Investors following the energy sector know the seventh-largest sector weight in the S&P 500 is getting pounded this year. For example, the Energy Select Sector SPDR (NYSEArca: XLE), the largest exchange traded fund dedicated to energy equities, is down nearly 14% year-to-date compared to a 9% gain for the S&P 500.
Exploration and production ETFs are also being taken to task. Just look at the SPDR S&P Oil & Gas Exploration & Production ETF (NYSEArca: XOP), which is lower by 21% year-to-date.
Given the historical sensitivity of exploration and production names to oil prices, it would stand to reason that lower oil output would benefit the industry. While the Organization of Petroleum Exporting Countries (OPEC) has moved to trim output, U.S. shale producers are boosting production as highlighted by the rising rig count in the U.S.
However, some market observers believe the downtrodden sector could finally be close to putting in a bottom.

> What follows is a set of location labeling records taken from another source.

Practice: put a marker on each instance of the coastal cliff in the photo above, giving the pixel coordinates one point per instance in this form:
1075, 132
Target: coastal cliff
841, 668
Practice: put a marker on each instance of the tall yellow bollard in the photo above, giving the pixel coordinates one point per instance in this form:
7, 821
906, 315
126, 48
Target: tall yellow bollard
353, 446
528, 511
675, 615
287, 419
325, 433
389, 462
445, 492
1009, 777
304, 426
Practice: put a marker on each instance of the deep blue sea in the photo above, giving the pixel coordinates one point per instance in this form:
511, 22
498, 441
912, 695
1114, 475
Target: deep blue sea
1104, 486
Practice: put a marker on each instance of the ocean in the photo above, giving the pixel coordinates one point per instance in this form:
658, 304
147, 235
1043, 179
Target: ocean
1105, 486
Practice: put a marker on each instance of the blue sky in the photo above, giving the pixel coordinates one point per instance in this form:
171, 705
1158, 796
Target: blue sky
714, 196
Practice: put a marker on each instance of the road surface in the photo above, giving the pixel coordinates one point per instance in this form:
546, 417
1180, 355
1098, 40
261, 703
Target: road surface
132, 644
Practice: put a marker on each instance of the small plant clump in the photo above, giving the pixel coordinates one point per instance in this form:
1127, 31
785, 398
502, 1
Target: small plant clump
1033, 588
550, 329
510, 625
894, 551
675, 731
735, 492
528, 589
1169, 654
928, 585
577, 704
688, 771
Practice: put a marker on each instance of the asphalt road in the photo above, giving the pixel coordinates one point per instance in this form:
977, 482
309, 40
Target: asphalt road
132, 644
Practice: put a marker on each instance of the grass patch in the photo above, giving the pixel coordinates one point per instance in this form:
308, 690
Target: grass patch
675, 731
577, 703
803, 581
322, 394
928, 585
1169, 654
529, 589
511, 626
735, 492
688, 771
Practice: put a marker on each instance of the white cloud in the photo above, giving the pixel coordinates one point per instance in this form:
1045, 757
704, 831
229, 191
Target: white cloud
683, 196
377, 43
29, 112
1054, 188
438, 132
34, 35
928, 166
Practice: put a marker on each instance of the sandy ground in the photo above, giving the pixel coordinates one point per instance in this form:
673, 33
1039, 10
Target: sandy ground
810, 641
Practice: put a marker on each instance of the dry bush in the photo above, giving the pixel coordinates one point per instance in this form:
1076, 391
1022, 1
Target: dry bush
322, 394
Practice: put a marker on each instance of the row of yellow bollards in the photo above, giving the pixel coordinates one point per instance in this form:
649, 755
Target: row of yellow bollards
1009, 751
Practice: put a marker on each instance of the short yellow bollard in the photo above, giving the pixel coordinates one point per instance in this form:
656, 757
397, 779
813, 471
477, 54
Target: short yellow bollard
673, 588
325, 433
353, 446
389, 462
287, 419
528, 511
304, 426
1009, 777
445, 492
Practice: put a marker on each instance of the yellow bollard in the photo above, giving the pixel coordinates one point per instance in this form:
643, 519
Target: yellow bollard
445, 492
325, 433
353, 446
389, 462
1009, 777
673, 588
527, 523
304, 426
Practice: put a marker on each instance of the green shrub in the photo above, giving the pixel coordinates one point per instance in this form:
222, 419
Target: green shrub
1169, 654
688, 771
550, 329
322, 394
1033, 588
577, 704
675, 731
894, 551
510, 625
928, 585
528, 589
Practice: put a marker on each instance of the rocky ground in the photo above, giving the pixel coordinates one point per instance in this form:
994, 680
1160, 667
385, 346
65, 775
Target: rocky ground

Morgan Stanley energy analyst Evan Calio “expects oil prices to rise to the mid-to-high $50s over the summer and into the fall, supported by drawdowns of crude inventories and the effect of output reductions announced by the Organization of Petroleum Exporting Countries. A rally in energy stocks could be under way, after their 2% gain on Friday,” reports Andrew Bary for Barron’s.